Prudnickie Centrum Medyczne ma zwiększyć bazę łóżkową dla pacjentów covidowych, z obecnych 35 do 43 miejsc
To już prawie przesądzone. Czekamy tylko na oficjalną decyzję wojewody – mówi „TP” prezes spółki Witold Rygorowicz. – Te 8 dodatkowych łóżek wyznaczy granicę naszych możliwości. Musimy radzić sobie własnym personelem, choć pewne zrozumienie znajdujemy ze strony Urzędu Wojewódzkiego i prawdopodobnie uda nam się dostać wsparcie od kilku żołnierzy do pracy bezpośrednio na oddziale, gdzie trzeba dowozić ciężkie butle z tlenem.
Od początku trzeciej fali koronawirusa oddział covidowy w prudnickim szpitalu obłożony jest w komplecie.
– Czasem zdarza się, że jedno lub dwa miejsca pozostają na krótko wolne, gdy na przykład przekazujemy chorych po zawale lub udarze do specjalistycznej lecznicy. W ciągu paru godzin puste łóżka zajmują nowi zakażeni – kontynuuje prezes Rygorowicz.
Przebieg COVID-19 u hospitalizowanych w Prudniku jest ciężki.
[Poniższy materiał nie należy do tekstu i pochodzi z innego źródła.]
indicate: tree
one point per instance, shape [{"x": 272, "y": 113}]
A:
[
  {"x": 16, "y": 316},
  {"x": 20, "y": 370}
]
Wszyscy pacjenci leżą pod tlenem. 19 pochodzi z województwa Śląskiego. Przywieziono ich jednej nocy w kolumnie kilkunastu karetek. Nieuniknione są zgony.
Pozostałe oddziały PCM pracują w trybie normalnym.
– Funkcjonują i są bardzo potrzebne, bo w związku z tym, że wszystkie szpitale wokół są albo bez interny, albo covidowymi, „zbieramy” pacjentów od Głubczyc po Głuchołazy, a nawet z Opola – podkreśla Witold Rygorowicz.
Na oddziale wewnętrznym do dyspozycji jest 26 miejsc (wcześnie było 35). Z kolei chirurgię „okrojono” z 30 do 16 łóżek.
– Mimo wszystko są to liczby, które póki co zapewniają potrzebującym pilnej pomocy medycznej miejsce w szpitalu – kończy nasz rozmówca.